About half of U.S. adults say they’ve experienced loneliness, Dr. Vivek Murthy wrote in a report.

“It’s like hunger or thirst. It’s a feeling the body sends us when something we need for survival is missing,” Murthy says.

People in the United States became less engaged with churches, community organizations, and even family in recent decades. Research shows that Americans have steadily reported an increase in feelings of loneliness.

The crisis worsened when the coronavirus spread. Schools and workplaces shut their doors. People shrank their friend groups during the pandemic. Americans spent about 20 minutes per day in person with friends in 2020, down from 60 minutes daily nearly two decades earlier.

The epidemic hits young people, ages 15 to 24, especially hard. That age group reported a 70% drop in time spent with friends.
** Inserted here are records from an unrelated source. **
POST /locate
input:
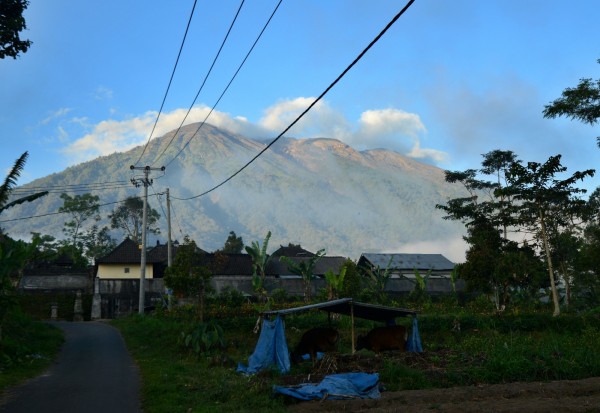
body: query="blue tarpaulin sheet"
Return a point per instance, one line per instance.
(336, 387)
(271, 349)
(414, 341)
Loneliness isn’t just emotional. It is also correlated with physical health problems. The surgeon general’s report states that loneliness increases the risk of premature death by nearly 30%. Those with poor social relationships have a greater risk of stroke and heart disease. Isolation also elevates a person’s likelihood for experiencing depression, anxiety, and dementia.

God designed humans to need other people. When we lack that which He designed us to have, we suffer. After making Adam, God said, “It is not good that the man should be alone.” (Genesis 2:18) Then He made Eve. God Himself is triune, three-in-one. The three persons of the Trinity are in eternal relationship. As God’s image-bearers, we reflect the importance of relationship.

The surgeon general calls on workplaces, schools, community organizations, parents, and others to boost connectedness. He advises people to join community groups and put down their phones when catching up with friends. He also suggests that health systems train doctors to recognize the health risks of loneliness.

Technology has also made loneliness worse. One study looked at people who used social media for two hours or more daily. Those folks were more than twice as likely to report feeling socially isolated than those who were on such apps for less than 30 minutes per day.

Social media and the internet can be tools, but they aren’t the best places to look for community. “There’s really no substitute for in-person interaction,” Murthy says.

NewsThink
 
by Rebecca Cochrane, Managing Editor

How can someone feel lonely even while being “social” on social media? Social media claims to connect us more immediately than ever before in history. Yet people today report more loneliness than ever.

It seems counterintuitive—contrary to what you’d expect. If I’m reading friends’ posts and seeing their pictures, and liking, hearting, and commenting, I’m relating, right?

Well, sort of. But not in the way that God designed people to interact, both with others and with Himself.

As image-bearers of God, people have eternal souls. We are more than simply bodies. We are embodied souls. The two cannot be separated while we live. We are meant to experience relationships in the presence of one another, not in the detached, “virtual” way that technology facilitates.

We all have a sense of loneliness at some point. It’s been described as “a God-sized hole” in the human heart. At the fall into sin, the perfect relationship that the first humans shared with God was damaged. When Jesus came in human form and paid for the sin that separated us from our Creator, He began the process that will return us to full relationship—the only thing that will completely satisfy that emptiness.

But as we wait, He wants us to be present with one another—in mind, heart, and body. So get off that device. Invite those friends over. Open your bedroom door and ask your siblings in, or leave your room entirely and help the family make dinner. Put on some music and sing together. Take a walk outside and ask questions about “the old days.”

You might be surprised by how fulfilling even mundane activities can be when shared. Unlike some diseases, loneliness is one epidemic we can begin to address right away.

Why? God made human beings to be in relationship with Him and each other. Loneliness is a “people mover”—it makes a big impact on us and can prompt us to action or inaction out of desperation. But community and relationships are also “people movers,” often in more positive ways.